Das beschloss der Luzerner Regierungsrat nach einer Kurzvernehmlassung. Das Geld kommt jenen Gemeinden zu Gute, die ihr Kontingent übererfüllt haben.

Im Kanton Luzern herrscht eine Notlage im Asyl- und Flüchtlingswesen. Hier zu sehen sind Asylsuchende in der Zivilschutzanlage in Dagmersellen.
Bild: Bild: Manuela Jans-Koch (Dagmersellen, 4. Januar 2023)

Mit Ausnahme von sechs Gemeinden hat die grosse Mehrheit der Vereinheitlichung zugestimmt, die der Verband der Luzerner Gemeinden (VLG) vorgeschlagen hatte. Entsprechend positiv seien auch die Rückmeldungen an den Verband ausgefallen, sagt Präsidentin Sibylle Boos. Aber: «Der VLG ist nach wie vor der Ansicht, dass diese Strafgebühren letztlich sinnlos sind.»

Die Gemeindepräsidentin von Malters und FDP-Kantonsrätin geht davon aus, dass einige Gemeinden rechtliche Mittel gegen die Strafzahlung ergreifen werden. Dies, weil sie Unterkunftsplätze angeboten hätten, die von der Dienststelle für Asyl- und Flüchtlingswesen (DAF) jedoch abgelehnt wurden. «Das werden einige Gemeinden nicht akzeptieren», sagt Boos.

Horw geht möglicherweise den Rechtsweg

Ein Beispiel dafür ist Horw: Sozialvorsteherin Claudia Röösli (L20) erzählt von einer Unterkunft im «Anstatthotel», das über die Wintermonate Platz für ungefähr 60 Schutzbedürftige hätte bieten können. Die DAF habe die möblierten Wohnungen abgelehnt mit der Begründung, sie seien als Asylzentrum nicht geeignet. «Wir haben Rekurs eingelegt, konnten damit aber nichts bewirken», so Röösli.

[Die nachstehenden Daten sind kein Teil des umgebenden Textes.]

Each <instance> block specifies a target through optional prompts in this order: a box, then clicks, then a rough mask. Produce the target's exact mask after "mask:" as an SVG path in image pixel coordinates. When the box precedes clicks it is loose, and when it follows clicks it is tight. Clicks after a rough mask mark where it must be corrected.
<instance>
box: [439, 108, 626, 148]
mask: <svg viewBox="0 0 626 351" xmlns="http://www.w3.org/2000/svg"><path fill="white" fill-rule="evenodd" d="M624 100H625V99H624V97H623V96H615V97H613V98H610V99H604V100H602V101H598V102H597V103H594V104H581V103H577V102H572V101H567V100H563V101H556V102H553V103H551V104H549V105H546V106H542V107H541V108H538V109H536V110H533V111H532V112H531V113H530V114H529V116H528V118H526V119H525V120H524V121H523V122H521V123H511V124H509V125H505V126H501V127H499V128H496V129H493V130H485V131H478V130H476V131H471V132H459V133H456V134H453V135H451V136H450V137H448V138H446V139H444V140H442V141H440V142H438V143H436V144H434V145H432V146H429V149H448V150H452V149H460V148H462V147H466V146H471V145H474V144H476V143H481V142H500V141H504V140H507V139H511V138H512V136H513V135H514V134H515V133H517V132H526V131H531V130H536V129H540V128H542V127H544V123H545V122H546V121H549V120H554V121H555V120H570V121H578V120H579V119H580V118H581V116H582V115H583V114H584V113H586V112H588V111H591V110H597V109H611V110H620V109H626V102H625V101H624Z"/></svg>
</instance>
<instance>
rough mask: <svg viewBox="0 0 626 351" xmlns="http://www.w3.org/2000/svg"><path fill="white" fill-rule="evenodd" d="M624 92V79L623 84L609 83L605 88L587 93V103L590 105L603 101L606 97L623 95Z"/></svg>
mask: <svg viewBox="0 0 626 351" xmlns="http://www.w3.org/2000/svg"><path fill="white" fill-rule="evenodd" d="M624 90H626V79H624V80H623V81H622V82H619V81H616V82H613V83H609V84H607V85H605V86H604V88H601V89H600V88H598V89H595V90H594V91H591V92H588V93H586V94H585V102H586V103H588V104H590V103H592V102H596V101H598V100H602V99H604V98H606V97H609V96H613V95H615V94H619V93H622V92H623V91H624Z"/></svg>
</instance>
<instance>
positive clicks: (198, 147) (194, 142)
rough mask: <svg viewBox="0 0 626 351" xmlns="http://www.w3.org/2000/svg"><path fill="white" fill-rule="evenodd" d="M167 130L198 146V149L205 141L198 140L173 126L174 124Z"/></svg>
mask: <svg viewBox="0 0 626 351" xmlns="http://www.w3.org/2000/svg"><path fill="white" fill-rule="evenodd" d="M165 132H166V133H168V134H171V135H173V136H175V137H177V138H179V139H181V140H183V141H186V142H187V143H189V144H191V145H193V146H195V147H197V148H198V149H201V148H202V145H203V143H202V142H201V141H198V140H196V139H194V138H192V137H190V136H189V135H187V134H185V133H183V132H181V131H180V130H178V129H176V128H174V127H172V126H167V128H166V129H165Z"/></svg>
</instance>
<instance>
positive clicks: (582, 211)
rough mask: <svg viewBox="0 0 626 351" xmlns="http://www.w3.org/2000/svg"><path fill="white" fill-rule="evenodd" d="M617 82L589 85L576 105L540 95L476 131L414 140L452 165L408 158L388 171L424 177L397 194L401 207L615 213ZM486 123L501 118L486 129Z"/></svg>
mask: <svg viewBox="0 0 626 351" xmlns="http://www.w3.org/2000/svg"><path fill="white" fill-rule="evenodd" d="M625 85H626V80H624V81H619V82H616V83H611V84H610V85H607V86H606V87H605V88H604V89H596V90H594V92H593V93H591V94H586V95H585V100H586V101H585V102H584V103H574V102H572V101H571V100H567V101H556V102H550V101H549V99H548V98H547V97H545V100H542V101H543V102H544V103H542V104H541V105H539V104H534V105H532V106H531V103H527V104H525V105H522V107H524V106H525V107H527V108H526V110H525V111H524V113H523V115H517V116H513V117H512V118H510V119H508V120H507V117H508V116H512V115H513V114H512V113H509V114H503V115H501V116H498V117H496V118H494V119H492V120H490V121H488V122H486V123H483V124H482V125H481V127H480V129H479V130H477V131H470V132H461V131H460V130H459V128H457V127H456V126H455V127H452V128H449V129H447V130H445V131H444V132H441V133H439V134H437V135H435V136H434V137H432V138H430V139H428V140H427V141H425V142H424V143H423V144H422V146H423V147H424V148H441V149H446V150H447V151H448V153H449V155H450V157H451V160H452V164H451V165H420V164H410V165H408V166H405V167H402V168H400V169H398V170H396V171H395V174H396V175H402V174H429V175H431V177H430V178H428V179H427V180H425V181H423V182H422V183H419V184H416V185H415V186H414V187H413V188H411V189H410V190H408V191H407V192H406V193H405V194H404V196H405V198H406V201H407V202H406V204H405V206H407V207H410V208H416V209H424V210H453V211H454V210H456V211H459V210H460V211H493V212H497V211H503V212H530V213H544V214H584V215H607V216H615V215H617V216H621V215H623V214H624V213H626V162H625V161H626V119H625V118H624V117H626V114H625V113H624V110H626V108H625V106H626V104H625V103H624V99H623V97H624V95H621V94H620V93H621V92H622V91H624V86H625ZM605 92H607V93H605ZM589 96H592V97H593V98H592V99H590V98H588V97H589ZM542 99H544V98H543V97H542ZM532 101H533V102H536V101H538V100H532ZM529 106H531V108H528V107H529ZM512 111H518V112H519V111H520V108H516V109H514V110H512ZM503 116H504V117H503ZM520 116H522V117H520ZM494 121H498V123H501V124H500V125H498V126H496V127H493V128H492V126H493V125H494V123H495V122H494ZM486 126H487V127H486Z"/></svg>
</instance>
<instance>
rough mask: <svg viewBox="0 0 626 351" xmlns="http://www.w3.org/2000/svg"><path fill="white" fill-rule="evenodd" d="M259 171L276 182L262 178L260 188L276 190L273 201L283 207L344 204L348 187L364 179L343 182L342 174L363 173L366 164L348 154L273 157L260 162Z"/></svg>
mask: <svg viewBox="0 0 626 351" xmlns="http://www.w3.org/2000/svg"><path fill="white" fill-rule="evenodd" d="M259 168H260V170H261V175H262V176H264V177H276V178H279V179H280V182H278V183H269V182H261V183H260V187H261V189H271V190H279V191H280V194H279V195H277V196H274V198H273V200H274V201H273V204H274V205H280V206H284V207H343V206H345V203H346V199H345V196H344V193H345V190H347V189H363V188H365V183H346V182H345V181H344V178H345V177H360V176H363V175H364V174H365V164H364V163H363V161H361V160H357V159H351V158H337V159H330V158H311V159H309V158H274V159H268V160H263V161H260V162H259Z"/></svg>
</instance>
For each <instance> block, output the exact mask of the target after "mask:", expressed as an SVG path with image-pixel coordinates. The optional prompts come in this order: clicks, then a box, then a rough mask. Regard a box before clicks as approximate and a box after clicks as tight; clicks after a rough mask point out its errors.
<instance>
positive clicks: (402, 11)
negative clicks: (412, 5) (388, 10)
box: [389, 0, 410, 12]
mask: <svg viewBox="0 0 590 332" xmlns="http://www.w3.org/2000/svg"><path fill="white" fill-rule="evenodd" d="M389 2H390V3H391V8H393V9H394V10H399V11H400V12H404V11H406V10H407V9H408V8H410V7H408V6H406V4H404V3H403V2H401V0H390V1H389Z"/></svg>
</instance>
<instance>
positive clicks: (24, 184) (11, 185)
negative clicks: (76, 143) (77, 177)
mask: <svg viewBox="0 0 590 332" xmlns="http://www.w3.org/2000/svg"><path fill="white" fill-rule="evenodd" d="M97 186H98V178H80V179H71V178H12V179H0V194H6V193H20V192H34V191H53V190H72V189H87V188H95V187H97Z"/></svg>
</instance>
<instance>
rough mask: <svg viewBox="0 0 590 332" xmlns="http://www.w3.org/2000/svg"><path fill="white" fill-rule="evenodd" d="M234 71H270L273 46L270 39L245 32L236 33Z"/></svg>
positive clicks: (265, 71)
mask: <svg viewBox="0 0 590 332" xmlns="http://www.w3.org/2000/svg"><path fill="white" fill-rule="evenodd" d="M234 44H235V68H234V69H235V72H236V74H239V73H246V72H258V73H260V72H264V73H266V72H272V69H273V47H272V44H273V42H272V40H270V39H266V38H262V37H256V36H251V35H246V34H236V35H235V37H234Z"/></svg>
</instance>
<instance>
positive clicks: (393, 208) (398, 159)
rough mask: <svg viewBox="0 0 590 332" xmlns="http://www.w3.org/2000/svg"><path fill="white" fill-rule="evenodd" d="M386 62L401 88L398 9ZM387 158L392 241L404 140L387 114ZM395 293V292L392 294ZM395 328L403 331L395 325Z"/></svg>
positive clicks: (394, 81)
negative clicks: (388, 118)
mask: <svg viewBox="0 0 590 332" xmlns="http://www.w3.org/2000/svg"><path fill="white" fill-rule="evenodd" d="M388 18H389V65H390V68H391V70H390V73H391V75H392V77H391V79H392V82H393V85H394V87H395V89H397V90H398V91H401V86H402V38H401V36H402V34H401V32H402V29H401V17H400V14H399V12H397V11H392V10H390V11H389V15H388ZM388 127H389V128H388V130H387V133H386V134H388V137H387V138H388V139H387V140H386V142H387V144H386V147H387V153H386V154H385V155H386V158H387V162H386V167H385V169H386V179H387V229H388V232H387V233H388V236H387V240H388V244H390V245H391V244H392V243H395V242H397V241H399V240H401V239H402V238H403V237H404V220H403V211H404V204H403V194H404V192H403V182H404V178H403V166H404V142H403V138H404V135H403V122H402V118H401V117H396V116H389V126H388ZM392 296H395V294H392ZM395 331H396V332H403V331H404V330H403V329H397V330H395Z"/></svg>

In Ebikon gibt es bald 160 zusätzliche Plätze

Auch in Ebikon steht ein Hotel, das nicht als Asylunterkunft akzeptiert wurde: Die Zimmer im Hotel Löwen werden im Normalfall monatsweise an Bedürftige einer temporären Unterkunft vermietet. Dem DAF habe Betriebsleiter Ruedi Manzenauer Platz für maximal 48 Geflüchtete angeboten. «Der Kanton war nur an einer gesamten Übernahme des ‹Löwen› interessiert.» Er könne die Absage aber nachvollziehen, da sich die Vorgaben der DAF etwa mit den Hausregeln des «Löwen» beisse.
Die Gemeinde Ebikon muss aufgrund der fehlenden Unterkunftsplätze gut 31'000 Franken bezahlen. «Wir akzeptieren die Rechnung und werden keine rechtlichen Schritte einleiten», sagt der Kommunikationsverantwortliche Anian Heierli. Mit der geplanten Asylunterkunft auf dem Areal Risch wird die Gemeinde das aktuelle Pflichtsoll bald erreichen: Gemäss Heierli wird die Siedlung mit 160 Plätzen voraussichtlich Anfang März dem Kanton Luzern übergeben. Die Unterkunft werde aus 175 Wohncontainern bestehen und sei ausbaufähig auf 210 Plätze.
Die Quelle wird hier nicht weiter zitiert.